Hello,
I aligned paired-end files with BWA. BWA's sam file contain all reads, whether they hit the reference or not. With the following command I filtered only reads which hit the reference.
$ bwa sampe <reference.fasta> F3.sai F5.sai F3.fastq F5.fastq | \
awk '{if (substr($1,1,1)=="@") {print $0} else {if ($3!="*") {print $0}}}' > aln_hit_only.sam
Now, I am confused what mapped reads and unmapped reads mean, because of running
$ samtools idxstats aln_hit_only.bam
which give me the number for both mapped and unmapped reads numbers. I would expect that unmapped reads are reads which do not hit the reference.
What is the difference between mapped and unmapped reads?
Thank you in advance.
More efficient:
samtools view -c -F0x4 aln_complete.sam
Does it work with sam files? I think only with bam. But you're right. It's more efficient. One more comment here! For the mapped reads one should unique the reads mapped to multiple loci, otherwise the sum of mapped and unmapped might be greater than the number of all: "samtools view -S -F0x4 aln_complete.sam | cut -f1 | sort | uniq | wc -l"

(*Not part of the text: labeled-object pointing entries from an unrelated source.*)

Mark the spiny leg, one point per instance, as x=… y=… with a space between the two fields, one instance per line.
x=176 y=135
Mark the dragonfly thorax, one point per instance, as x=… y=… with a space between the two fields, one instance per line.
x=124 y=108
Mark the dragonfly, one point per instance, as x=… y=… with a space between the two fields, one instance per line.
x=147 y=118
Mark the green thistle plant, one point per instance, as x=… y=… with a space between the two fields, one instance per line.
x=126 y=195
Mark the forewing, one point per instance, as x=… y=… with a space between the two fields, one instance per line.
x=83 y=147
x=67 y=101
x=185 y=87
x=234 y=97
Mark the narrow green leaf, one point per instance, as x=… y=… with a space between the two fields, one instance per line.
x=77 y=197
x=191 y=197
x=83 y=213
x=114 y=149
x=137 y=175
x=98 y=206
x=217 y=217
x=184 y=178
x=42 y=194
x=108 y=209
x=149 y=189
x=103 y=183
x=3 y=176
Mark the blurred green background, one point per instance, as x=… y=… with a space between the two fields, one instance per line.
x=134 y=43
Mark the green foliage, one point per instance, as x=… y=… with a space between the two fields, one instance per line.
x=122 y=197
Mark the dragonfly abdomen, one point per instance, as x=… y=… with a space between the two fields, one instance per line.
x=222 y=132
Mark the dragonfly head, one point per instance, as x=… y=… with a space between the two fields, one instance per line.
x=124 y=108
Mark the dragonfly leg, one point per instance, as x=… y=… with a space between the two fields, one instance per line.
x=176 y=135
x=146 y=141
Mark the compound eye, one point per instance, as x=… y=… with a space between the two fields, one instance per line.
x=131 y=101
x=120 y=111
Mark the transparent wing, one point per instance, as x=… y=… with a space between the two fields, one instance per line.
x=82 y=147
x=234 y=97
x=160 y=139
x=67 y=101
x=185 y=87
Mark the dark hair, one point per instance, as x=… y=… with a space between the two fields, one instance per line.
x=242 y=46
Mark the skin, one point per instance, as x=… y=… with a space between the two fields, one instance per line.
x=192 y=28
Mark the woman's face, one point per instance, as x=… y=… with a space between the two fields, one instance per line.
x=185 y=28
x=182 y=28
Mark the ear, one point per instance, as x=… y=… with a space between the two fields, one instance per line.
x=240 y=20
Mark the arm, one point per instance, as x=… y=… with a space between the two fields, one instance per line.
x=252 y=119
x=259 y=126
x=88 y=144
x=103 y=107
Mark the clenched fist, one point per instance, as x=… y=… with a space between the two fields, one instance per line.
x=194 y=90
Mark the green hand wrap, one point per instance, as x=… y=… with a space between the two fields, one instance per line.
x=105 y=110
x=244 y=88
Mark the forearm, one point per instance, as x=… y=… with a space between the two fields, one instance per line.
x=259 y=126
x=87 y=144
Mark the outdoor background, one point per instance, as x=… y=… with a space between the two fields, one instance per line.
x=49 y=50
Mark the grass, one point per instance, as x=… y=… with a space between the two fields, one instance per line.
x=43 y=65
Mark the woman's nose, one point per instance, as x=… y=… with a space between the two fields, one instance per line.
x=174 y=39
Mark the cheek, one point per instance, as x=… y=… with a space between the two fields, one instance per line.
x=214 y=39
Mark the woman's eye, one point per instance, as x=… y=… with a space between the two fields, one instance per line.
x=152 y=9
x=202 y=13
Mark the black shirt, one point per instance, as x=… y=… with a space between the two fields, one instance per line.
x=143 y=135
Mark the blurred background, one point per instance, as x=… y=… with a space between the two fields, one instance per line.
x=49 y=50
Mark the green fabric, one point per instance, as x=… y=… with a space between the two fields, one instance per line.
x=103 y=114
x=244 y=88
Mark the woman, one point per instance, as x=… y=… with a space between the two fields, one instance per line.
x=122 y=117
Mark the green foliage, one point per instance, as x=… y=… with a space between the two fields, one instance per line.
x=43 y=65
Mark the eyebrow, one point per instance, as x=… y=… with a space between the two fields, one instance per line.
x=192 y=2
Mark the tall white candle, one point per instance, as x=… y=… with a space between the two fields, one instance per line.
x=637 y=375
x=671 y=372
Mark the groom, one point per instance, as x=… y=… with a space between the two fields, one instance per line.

More efficient? If you have already indexed the bam file, idxstats is far far more efficient. view has to scan through every read.
In answer to the original question: idxstats outputs "chorm chrom_size mapped_reads unmapped_reads". Unmapped reads who have a mate mapped are assigned to the same chrom. Unmapped reads with no mate or an unmapped mate are assigned to chrom "*"